L’immobilismo sociale e il sentimento di terrore nei confronti del futuro, individuati come strettamente relazionate all’iperconnessione, favoriscono inevitabilmente forme di controllo e di diseguaglianza, sfruttabili dal sistema nell’immediato, ma di cui non conosciamo gli effetti sul lungo termine.

In ultima analisi, parlandoci di questi ragazzi come degli alleati dei loro “carcerieri” (famiglia, scuola), il libro ci ricorda inevitabilmente che nessuna forma di servitù è più forte di quella in cui lo schiavo non vede, e non conosce, alternativa alla sua condizione e, come il servo di Cechov, biasima l’idea stessa di una liberazione, formale o sostanziale, chiedendo ai suoi padroni di stringere vieppiù le sue catene.10

Note

1 Ci sostiene su questa linea il recente libro, M. Lancini (a cura di), Il ritiro sociale degli adolescenti. La solitudine di una generazione iperconnessa, Milano, Raffaello Cortina editore, 2019.

2 M. Gui, A dieta di media. Comunicazione e qualità della vita, Bologna, il Mulino, 2014.

3 A titolo esemplificativo, cfr., pp. 64, 68 e 71.

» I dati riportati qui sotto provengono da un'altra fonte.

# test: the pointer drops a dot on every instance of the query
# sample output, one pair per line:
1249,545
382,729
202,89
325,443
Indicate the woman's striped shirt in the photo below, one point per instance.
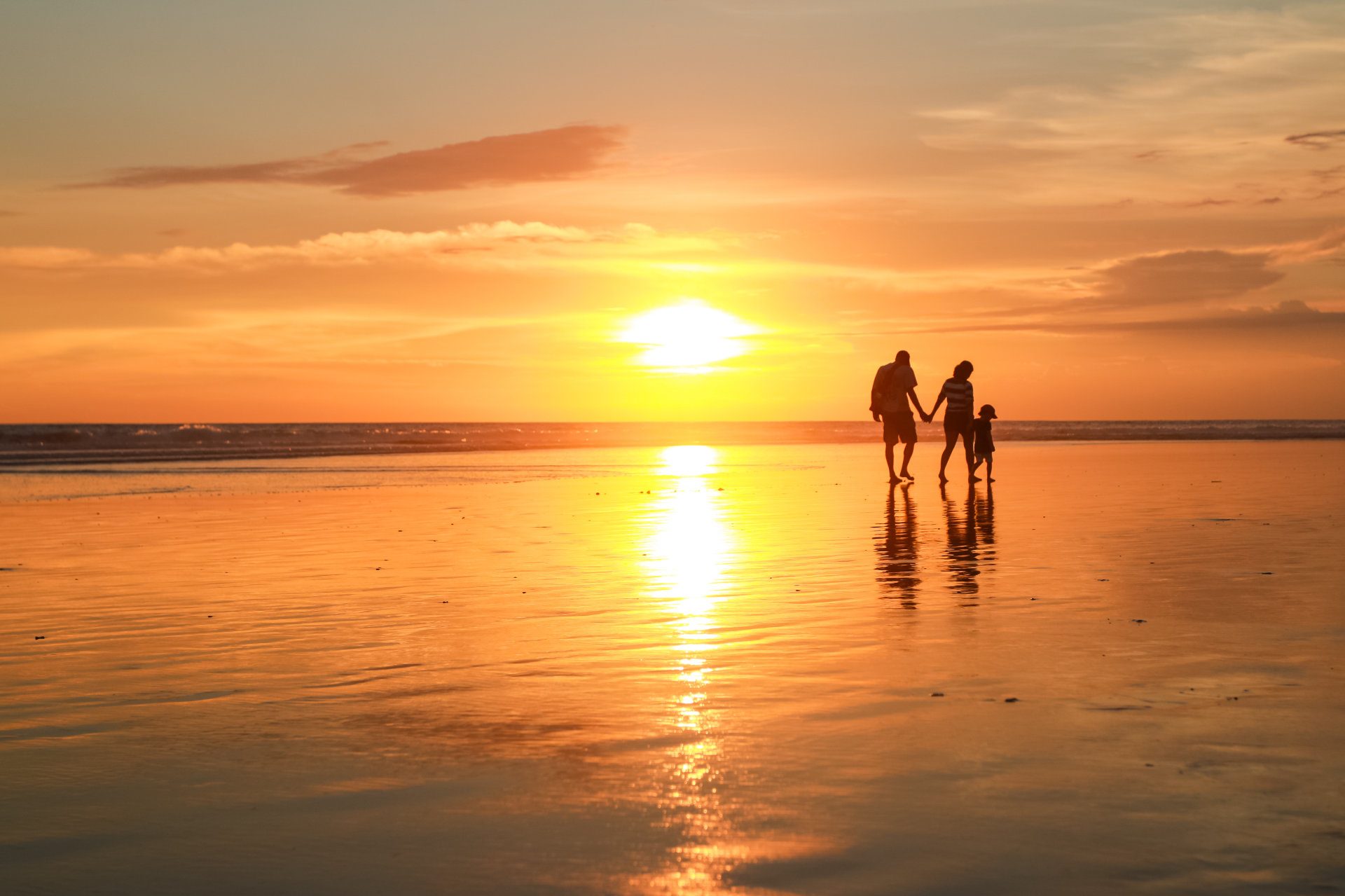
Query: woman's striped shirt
958,394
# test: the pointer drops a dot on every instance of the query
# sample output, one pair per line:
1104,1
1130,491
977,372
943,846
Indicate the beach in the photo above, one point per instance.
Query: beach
678,669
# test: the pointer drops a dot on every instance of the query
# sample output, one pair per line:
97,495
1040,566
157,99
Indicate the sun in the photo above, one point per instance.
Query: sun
688,337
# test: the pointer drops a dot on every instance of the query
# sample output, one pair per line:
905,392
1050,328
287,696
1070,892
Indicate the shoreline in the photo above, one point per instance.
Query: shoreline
29,457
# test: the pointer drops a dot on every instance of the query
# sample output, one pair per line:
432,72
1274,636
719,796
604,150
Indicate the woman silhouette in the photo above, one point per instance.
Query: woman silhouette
957,419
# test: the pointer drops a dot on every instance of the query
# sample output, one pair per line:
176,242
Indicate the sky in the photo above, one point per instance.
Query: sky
459,210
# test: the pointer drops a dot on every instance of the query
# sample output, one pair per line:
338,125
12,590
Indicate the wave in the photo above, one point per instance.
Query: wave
30,444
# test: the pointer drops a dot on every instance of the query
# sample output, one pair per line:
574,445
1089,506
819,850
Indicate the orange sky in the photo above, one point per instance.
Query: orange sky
419,210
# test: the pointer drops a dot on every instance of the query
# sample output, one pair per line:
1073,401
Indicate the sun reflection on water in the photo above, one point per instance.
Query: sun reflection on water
690,555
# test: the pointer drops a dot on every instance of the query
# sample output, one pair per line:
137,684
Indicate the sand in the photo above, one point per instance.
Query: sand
626,670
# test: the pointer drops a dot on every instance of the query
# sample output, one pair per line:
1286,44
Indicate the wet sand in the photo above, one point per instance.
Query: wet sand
697,670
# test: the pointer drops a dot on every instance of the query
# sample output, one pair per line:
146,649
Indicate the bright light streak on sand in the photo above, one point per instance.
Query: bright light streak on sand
688,337
690,553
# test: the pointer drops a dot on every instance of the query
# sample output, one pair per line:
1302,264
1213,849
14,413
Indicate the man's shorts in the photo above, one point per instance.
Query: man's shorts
899,427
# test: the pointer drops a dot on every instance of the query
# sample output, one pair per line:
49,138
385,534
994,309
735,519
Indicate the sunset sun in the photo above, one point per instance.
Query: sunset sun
688,337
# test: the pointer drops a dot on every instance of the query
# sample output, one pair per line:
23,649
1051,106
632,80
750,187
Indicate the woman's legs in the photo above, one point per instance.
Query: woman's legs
950,439
953,428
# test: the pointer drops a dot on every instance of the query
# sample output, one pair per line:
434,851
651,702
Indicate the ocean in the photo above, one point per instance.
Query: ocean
123,443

4 E. Morozov, L’ingenuità della rete. Il lato oscuro della libertà di internet, trad. it. di M. Renda e F. Ardizzoia, Torino, Codice, 2013 e S. Zuboff, Il capitalismo della sorveglianza, in «Le Monde Diplomatique», gennaio 2019.

5 Questo scopo è dichiarato con insistenza nel libro. Cfr., pp. 199, 209-210, 246, 248, 252, 254, 37, 351-356, 363-368.

6 In particolar modo, cfr., pp. 168-169.

7 R. Sennett, L’uomo flessibile: le conseguenze del nuovo capitalismo sulla vita personale, trad. it. di M. Tavosanis, Milano, Feltrinelli, 1999.

8 M. Fisher, Realismo capitalista, trad. it. di V. Mattioli, Roma, Nero, 2018, p. 145. Le citazioni che seguono sono rispettivamente alle pagine 143 e 147.

9 Ivi, p. 147.

10 Cfr., M. Belpoliti (a cura di), Putin e l’animo russo. Intervista con Gian Piero Piretto, in «Doppiozero», 13 ottobre 2014.